Infiniti has ditched plans — at least for now — to bring a promising serial-hybrid technology to the U.S. The decision could delay the luxury brand's electrification plans in its biggest market. According to Automotive News, the technology, now popular in Japan under the name e-Power, is a central pillar of parent Nissan Motor Co.'s electrification strategy. Introduced in Japan in late 2016, e-Power uses a battery-powered electric motor to drive a vehicle's wheels, and a gasoline engine to charge the battery. But after talking up e-Power's benefits for years, Infiniti informed U.S. dealers it will hold off on bringing the technology to the U.S. An Infiniti spokesman confirmed the decision, noting it was part of a "reevaluation and reset" of the brand's product and powertrain strategy. Read more here (Source: Automotive News). 

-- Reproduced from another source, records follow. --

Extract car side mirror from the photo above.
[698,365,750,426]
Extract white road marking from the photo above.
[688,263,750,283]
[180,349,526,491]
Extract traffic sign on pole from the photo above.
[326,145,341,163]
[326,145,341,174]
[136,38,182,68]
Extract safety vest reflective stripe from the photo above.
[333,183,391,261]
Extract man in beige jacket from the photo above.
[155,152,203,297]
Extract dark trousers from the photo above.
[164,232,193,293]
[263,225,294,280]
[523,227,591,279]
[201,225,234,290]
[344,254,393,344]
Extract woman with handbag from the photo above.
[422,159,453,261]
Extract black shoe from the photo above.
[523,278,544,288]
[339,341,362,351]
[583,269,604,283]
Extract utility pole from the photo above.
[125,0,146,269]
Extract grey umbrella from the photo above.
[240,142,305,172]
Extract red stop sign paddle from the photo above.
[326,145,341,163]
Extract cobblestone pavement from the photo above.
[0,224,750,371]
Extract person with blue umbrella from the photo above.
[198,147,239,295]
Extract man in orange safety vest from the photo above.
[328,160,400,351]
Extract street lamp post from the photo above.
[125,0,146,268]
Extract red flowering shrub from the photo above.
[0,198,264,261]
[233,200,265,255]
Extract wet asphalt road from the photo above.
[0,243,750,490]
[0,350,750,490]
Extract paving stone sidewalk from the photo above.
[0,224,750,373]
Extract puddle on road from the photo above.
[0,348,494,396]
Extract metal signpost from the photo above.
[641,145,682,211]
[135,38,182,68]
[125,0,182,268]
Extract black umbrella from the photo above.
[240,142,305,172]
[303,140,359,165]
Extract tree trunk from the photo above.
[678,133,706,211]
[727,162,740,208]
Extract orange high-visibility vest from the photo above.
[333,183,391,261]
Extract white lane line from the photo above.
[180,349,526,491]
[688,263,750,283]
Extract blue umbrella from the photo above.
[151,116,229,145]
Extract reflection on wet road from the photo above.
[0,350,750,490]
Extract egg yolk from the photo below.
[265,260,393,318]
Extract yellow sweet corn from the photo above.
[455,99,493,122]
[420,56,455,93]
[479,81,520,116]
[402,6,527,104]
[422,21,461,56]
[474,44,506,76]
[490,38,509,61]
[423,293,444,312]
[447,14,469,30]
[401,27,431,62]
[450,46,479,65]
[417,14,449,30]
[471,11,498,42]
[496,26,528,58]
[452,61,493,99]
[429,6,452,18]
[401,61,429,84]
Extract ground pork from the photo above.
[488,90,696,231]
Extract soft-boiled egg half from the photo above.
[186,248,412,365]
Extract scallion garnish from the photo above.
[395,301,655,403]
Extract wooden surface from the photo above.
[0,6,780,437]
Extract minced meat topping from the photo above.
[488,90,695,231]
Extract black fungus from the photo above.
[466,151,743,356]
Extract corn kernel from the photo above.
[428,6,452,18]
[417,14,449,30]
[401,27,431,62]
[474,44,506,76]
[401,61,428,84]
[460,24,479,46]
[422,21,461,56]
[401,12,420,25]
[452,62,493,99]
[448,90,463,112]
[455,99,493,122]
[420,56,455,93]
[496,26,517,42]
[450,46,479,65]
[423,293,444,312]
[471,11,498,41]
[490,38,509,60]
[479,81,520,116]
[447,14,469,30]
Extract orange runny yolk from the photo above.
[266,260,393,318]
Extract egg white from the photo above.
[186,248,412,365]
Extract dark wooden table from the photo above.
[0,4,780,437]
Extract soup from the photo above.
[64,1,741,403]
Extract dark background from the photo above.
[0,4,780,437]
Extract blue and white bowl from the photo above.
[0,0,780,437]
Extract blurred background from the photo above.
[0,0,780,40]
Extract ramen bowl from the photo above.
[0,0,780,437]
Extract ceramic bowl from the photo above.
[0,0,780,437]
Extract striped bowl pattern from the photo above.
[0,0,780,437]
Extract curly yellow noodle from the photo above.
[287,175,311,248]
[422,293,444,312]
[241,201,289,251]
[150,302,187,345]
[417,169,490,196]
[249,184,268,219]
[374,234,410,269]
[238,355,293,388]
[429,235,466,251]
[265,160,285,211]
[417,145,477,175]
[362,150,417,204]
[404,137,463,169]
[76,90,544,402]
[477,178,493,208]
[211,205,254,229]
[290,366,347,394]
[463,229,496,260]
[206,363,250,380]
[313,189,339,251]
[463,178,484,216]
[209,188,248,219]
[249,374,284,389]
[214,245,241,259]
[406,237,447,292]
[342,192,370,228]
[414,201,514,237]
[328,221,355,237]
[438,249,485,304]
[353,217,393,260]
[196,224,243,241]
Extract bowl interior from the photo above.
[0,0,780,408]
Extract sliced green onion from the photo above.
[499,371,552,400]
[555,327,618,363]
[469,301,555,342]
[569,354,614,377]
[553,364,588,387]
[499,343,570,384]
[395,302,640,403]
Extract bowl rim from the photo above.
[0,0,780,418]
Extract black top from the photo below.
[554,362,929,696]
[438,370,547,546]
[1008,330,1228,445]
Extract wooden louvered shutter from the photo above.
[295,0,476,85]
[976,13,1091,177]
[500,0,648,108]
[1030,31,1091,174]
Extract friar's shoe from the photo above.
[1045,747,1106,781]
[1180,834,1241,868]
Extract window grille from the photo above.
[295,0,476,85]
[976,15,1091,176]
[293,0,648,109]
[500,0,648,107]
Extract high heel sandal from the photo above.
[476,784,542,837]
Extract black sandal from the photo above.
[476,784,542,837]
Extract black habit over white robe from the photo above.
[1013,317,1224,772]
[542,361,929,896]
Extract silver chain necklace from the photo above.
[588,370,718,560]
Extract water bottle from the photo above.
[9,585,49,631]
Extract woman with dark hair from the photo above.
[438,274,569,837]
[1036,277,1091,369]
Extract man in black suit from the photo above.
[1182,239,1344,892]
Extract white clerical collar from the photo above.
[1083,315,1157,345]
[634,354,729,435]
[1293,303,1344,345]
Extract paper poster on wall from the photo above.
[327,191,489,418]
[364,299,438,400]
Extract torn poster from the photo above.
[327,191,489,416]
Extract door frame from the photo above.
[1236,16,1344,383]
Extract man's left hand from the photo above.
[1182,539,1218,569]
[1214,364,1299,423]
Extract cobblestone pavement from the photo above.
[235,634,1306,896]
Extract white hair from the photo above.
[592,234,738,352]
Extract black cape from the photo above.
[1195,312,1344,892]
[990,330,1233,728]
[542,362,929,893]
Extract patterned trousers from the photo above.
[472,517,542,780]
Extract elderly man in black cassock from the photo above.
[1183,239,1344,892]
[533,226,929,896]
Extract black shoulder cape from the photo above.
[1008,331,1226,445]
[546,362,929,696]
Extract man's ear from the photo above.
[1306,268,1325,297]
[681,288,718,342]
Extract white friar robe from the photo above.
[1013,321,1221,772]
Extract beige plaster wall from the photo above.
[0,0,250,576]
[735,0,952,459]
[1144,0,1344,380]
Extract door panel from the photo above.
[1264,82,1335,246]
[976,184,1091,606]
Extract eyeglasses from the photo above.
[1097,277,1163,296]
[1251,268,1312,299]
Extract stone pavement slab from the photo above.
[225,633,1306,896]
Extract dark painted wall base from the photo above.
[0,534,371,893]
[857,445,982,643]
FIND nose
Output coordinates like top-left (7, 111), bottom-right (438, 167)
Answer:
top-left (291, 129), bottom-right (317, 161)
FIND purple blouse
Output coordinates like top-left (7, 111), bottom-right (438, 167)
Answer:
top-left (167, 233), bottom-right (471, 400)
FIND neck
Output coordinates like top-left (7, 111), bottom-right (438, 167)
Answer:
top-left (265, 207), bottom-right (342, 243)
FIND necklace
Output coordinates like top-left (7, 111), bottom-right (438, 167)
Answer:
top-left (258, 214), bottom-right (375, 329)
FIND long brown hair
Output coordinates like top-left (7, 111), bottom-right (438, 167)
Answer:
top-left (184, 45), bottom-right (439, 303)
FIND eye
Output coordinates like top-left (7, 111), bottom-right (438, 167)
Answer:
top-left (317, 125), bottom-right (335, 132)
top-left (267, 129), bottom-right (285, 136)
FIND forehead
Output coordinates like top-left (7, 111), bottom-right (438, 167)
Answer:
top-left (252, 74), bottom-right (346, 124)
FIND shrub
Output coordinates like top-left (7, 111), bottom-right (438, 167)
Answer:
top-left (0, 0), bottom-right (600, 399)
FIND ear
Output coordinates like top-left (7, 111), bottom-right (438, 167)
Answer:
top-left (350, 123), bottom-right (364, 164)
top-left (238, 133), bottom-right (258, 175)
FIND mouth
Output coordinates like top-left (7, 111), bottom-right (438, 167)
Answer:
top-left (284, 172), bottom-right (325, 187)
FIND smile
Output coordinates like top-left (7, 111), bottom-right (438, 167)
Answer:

Inflation is Still High. Used Car Prices Could Help Explain What Happens Next

Surging prices for used cars were a major driver of inflation earlier this year. Now, reports NPR, there are signs those price hikes may be shifting into reverse – and that could provide important clues about where inflation is headed next. The prices dealers pay for used cars at massive auctions across the country finally dipped in June after hitting record highs in each of the four previous months. Consumer prices spiked 5% in May, the highest annual increase in nearly 13 years. Much of that increase was driven by factors that are expected to be short-lived. Used cars, for example, have been in high demand this year, partly because of a shortage of new cars. The retail price of used cars jumped more than 7% between April and May, accounting for about a third of overall inflation that month. Since then, however, the buying frenzy has slowed. Inventory at used car lots has returned to more normal levels, and demand at wholesale auto auctions is less intense than it was earlier this year. Read more here (Source: NPR). 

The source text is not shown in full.